Он остановился, отдышался, пошел в противоположную сторону, вспомнив, что именно там оставил свою машину. Он шагал спокойно, дышал глубоко и ни разу не обернулся.

Девочки давно исчезли, цокот каблуков растворился в гуле ночного проспекта, но Страннику все слышалось: помоги! Спаси нас!

* * *

Неизвестный больной по прозвищу Карусельщик лежал с открытыми глазами. Наверное, он был единственным человеком во всем больничном корпусе, который не спал сейчас. За окном качался фонарь. Тень решетки медленно двигалась по одеялам, по лицам спящих больных. Кто-то бормотал во сне, кто-то ворочался, и скрип панцирного матраса неприятно отдавался в голове, словно скрип песка на зубах. Приглушенный мертвенный свет длинных ламп под потолком почему-то навевал мысли о морге. Дежурная сестра обязана была сидеть здесь, в палате, всю ночь. Но, конечно, не сидела. Дождавшись тишины, ушла спать в ординаторскую.
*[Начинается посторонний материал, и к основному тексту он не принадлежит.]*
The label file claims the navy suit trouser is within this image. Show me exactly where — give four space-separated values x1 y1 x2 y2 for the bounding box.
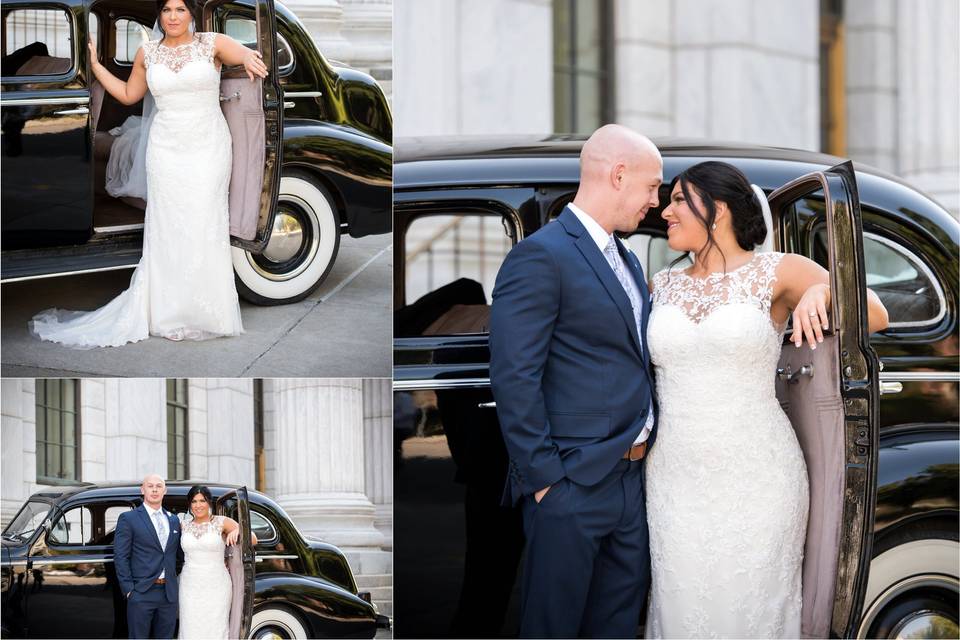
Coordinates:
520 460 650 638
127 584 178 638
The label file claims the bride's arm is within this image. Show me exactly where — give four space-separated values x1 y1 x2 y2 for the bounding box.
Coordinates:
213 33 267 80
223 516 259 545
774 253 889 348
87 40 147 105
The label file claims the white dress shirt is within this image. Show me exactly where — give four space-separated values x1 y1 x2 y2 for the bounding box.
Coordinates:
143 502 165 579
567 202 653 444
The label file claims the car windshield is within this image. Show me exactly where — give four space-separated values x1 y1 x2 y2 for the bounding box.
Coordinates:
3 501 50 542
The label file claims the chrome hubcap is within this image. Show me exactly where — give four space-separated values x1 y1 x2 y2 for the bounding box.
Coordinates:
263 211 303 262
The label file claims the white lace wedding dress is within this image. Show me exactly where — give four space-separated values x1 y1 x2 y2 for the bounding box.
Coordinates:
644 253 808 638
179 516 232 638
30 33 243 348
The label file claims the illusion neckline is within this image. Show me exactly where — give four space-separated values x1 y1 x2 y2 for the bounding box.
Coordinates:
679 251 760 282
157 31 199 51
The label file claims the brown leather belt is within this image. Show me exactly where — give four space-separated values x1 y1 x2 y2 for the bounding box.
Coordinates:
623 441 647 462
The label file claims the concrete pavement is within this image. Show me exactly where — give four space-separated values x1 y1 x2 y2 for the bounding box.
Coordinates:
0 234 393 378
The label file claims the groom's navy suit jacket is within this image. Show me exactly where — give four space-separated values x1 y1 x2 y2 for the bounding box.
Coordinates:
113 504 183 603
490 208 656 505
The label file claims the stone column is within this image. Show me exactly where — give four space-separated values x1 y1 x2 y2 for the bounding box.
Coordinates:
896 0 960 215
668 0 820 150
0 378 37 527
285 0 350 61
340 0 393 99
393 0 553 137
843 0 897 173
363 378 393 549
202 378 256 489
274 378 389 573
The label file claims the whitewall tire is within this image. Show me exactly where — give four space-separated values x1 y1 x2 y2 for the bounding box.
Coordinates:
232 173 340 305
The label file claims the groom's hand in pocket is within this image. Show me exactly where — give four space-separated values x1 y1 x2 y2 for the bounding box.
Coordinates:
533 484 553 504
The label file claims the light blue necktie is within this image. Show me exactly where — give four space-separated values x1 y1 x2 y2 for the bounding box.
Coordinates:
603 236 643 344
153 511 168 549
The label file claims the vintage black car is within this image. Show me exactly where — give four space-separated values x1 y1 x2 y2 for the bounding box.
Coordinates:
394 137 960 637
0 0 392 304
0 482 389 638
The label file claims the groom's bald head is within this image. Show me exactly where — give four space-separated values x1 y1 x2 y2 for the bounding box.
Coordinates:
574 124 663 233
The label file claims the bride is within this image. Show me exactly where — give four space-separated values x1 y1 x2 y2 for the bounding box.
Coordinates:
644 162 887 638
30 0 267 348
179 485 257 638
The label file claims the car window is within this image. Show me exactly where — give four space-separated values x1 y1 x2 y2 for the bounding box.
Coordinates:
250 509 277 543
113 18 150 64
48 507 93 545
223 16 293 76
396 213 516 336
103 505 133 540
813 227 946 328
2 9 74 77
627 231 693 280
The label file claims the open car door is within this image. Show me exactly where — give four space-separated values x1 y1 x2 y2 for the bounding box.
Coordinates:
769 162 879 638
217 487 256 638
220 0 283 253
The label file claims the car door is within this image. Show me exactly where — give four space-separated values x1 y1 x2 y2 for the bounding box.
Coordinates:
769 162 879 637
0 1 93 249
394 189 536 637
214 0 283 253
216 487 255 638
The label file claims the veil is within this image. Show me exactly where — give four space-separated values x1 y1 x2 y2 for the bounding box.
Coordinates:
105 20 195 200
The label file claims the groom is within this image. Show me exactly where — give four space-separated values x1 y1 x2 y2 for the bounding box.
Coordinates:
490 125 663 638
113 475 183 638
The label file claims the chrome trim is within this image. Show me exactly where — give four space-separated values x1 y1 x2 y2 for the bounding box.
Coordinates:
393 378 490 391
0 96 90 107
0 262 137 283
93 222 143 233
257 554 300 562
863 232 947 329
880 381 903 396
880 371 960 382
857 573 960 640
30 556 113 567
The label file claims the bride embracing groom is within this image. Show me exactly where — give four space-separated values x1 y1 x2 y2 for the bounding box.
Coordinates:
114 475 257 638
490 125 887 638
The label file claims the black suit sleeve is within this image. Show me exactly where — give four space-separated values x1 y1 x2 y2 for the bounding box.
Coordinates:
490 239 566 494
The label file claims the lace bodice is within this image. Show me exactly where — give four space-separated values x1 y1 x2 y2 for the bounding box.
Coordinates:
653 253 783 331
143 32 217 73
648 253 783 413
180 516 225 566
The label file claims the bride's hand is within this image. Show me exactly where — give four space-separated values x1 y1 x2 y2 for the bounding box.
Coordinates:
790 284 830 349
87 38 100 69
243 51 267 82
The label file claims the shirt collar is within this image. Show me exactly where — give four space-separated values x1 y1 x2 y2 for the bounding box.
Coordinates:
567 202 613 253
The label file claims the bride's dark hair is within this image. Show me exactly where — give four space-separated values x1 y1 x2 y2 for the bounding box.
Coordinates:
670 160 767 267
157 0 200 35
187 484 213 515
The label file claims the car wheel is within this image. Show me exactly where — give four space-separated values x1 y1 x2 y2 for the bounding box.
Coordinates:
857 527 960 638
232 173 340 305
250 607 307 640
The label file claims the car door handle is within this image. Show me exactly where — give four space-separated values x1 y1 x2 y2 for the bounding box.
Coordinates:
53 107 90 116
880 381 903 396
777 364 813 384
Где-то далеко зазвонил телефон. Карусельщик вдруг запаниковал. Ему пришло в голову, что это звонят из-за него. Его вычислили, нашли и сейчас предлагают сестре деньги, чтобы она – что? Прикончила его по-тихому? Задушила подушкой? Вколола смертельную дозу морфия?

Идея не показалась ему такой уж абсурдной. Он понимал, что это нелогично, бессмысленно, бред полнейший, но все равно вспотел от страха.

Звонок затих. Трубку наконец сняли. Через несколько минут послышались шаги. Кто-то шел по коридору, к палате. На всякий случай Карусельщик накрылся одеялом с головой и оставил щелку, чтобы видеть, кто войдет.

Брякнул ключ в замке. Вошла сестра. Сестры здесь были как на подбор, здоровенные бабы с пудовыми кулаками. Он не дышал, пока она приближалась к его койке.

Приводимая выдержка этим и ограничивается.